Quanto a mim, Pascal Laugier é um dos mais estimáveis cineastas do chamado cinema extremo francês, um cinema que baralhou os nossos neurônios durante a primeira década do século XXI. O seu Martyrs (Mártires, 2008) continua a ser hoje, para mim, o mais desconfortável tratado sobre a dor e o êxtase (Bataille…) no campo do cinema de horror. O sucesso deste filme levou Laugier até outras paragens. The Tall Man (The Tall Man – O Homem das Sombras, 2012) é uma produção americana/canadiana, cuja acção é empurrada pela mesma força que já antes conduzira Laugier espantosamente na direcção do imprevisto. Mas este Ghostland (Ghostland – A Casa do Terror, 2018) coloca tudo isto no patamar da mais pura “tese fílmica”. No caso, uma “tese metafílmica” que faz a obra desdobrar-se (quase) até ao infinito, como se esta fosse muito literalmente uma obra aberta, em permanente auto-revisão, procurando confundir na sua própria pele os limites – que aqui também são geográficos – entre realidade, fantasia e trauma.
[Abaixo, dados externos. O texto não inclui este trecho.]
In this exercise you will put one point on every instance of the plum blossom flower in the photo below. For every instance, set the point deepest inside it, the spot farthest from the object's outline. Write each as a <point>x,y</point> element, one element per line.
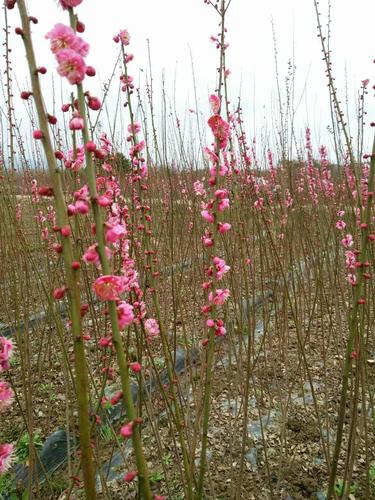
<point>207,216</point>
<point>124,37</point>
<point>5,457</point>
<point>220,129</point>
<point>109,287</point>
<point>350,259</point>
<point>348,241</point>
<point>126,431</point>
<point>352,279</point>
<point>199,188</point>
<point>115,232</point>
<point>152,327</point>
<point>219,297</point>
<point>214,101</point>
<point>125,314</point>
<point>223,227</point>
<point>6,395</point>
<point>64,37</point>
<point>66,4</point>
<point>221,267</point>
<point>71,65</point>
<point>340,224</point>
<point>6,350</point>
É engenhoso, cativante q.b. nos seus primeiros minutos – tudo acontece a uma velocidade estranha (uma velocidade muito à la Laugier) e, com muita razão, desconfiamos. Depois, o filme atira-nos para um abismo, e depois vem outro, e mais outro… E, de tanto se desdobrar, o universo do filme termina encolhido, com a dimensão da narrativa sem jeito que a sua fórmula complexa tanto procurou inchar. No fim, Ghostland acaba derrotado pelo seu próprio “excesso de inteligência”.